… I will not be responding further because the confidence you’re displaying is not in line with (my sense of) LessWrong’s bare minimum standard of quality for assertion. You seem not to be bothering at all with questions like “why, specifically, do I believe what I believe?” or “how would I notice if I were wrong?”
I read the above as, essentially, saying “I know that an ASI will behave a certain way because I just thought about it and told myself that it would, and now I’m using that conclusion as evidence.” (I’m particularly pointing at “as we learn from this particular example.”)
On the surface level, that may seem to be the same thing that MIRI researchers are doing, but there are several orders of magnitude difference in the depth and detail of the reasoning, which makes (what seems to me to be) a large qualitative difference.
MIRI approach seems to be that we can use common sense reasoning about ASI to some extent (with appropriate caveats and epistemological humility).

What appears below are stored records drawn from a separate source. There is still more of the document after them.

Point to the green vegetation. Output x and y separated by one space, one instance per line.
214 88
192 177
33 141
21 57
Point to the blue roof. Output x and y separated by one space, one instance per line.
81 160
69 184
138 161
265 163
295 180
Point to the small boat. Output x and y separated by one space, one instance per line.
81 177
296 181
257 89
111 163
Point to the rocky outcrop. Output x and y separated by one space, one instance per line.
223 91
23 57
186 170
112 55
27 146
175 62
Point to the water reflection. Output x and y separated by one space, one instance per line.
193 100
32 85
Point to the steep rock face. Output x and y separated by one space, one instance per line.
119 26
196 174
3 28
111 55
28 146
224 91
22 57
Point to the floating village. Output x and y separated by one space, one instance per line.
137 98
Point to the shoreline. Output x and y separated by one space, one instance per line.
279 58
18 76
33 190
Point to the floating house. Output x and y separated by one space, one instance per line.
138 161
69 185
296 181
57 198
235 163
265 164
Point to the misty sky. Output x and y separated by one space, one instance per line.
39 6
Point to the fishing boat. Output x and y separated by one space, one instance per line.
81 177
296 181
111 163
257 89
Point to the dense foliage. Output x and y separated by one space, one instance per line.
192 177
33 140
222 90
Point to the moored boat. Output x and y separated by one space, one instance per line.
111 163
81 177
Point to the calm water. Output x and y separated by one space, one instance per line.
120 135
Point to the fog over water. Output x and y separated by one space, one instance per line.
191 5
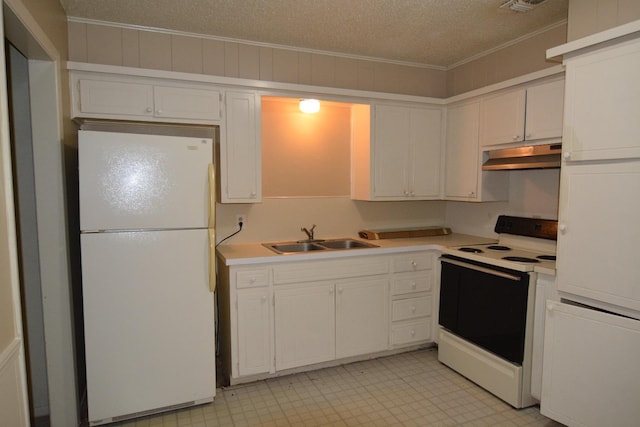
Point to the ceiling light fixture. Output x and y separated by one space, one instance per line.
521 5
309 106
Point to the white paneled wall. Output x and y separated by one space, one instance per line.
131 47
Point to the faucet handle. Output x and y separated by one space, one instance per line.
309 233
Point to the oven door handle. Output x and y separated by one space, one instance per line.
482 269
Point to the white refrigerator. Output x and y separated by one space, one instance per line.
147 215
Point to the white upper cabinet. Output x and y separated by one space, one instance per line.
400 158
240 149
602 115
502 118
525 114
139 99
545 105
464 178
599 233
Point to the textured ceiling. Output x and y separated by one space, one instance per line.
430 32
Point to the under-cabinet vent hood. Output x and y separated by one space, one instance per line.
529 157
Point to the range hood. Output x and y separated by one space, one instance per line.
529 157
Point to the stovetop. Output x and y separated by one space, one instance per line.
514 258
517 252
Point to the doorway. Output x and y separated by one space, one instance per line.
27 232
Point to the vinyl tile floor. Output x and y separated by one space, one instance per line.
409 389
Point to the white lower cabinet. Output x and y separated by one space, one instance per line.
254 343
286 315
304 324
362 317
411 299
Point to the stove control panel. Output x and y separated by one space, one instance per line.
531 227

Otherwise, it’s difficult to see how they would be able to produce their texts.
Could one imagine reasons why a human telling an ASI, “dear superintelligence, we want you to amass as much power and resources as you can, by all available means, while minimizing the risks to yourself” would cause it to stop pursuing this important, robust, and salient instrumental goal?
Sure, one can imagine all kinds of reasons for this. Perhaps, the internals of this ASI are so weird that this phrase turns out to be a Langford fractal of some sort. Perhaps, this ASI experiences some sort of “philosophical uncertainty” about its approach to existence, and some small ant telling it that this approach is exactly right would cause it to become even more doubtful and reconsider. One can continue this list indefinitely. After all, our understanding of internals of any possible ASI is next to non-existent, and we can imagine all kinds of possibilities.

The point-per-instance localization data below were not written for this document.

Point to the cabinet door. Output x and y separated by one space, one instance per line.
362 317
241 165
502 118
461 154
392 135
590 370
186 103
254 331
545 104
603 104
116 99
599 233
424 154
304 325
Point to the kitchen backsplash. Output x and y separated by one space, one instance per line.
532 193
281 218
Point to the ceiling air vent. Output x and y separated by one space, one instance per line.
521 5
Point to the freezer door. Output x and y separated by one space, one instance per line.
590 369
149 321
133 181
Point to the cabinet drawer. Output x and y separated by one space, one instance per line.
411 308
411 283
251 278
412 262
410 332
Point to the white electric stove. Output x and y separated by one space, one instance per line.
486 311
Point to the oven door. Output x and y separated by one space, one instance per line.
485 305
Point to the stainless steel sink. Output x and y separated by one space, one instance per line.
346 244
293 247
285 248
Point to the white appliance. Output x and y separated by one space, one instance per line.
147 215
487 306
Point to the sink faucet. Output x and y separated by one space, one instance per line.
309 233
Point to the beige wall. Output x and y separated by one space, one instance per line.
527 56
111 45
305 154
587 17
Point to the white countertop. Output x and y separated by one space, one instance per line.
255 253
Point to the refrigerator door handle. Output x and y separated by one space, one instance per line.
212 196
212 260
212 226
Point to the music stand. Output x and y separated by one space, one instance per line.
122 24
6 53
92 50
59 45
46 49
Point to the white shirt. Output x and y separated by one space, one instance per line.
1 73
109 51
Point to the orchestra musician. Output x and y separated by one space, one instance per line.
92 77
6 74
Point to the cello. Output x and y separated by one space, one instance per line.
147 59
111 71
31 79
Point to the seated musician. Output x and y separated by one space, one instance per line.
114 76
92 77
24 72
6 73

Nevertheless, if one asks oneself, “when a very cognitively strong entity is pursuing a very important and robust instrumental goal, how likely is it that some piece of information from a small ant would significantly interfere with this pursuit?”, one should say, “no, this does not seem likely, a rational thing is to assume that the probability that a piece of information from a small ant would not significantly interfere with a pursuit of an important and robust instrumental goal is very high, it’s not 100%, but normally it should be pretty close to that, the share of worlds where this is not true is not likely to be significant”.
(Of course, in reality, the treatment here is excessively complex.
All it takes to inner align an ASI to an instrumentally convergent goal is a no-op. An ASI is aligned to an instrumentally convergent goal by default (in the circumstances people typically study).
That’s how the streamlined version of the argument should look, if we want to establish the conclusion: no, it is not the case that inner alignment is equally difficult for all outer goals.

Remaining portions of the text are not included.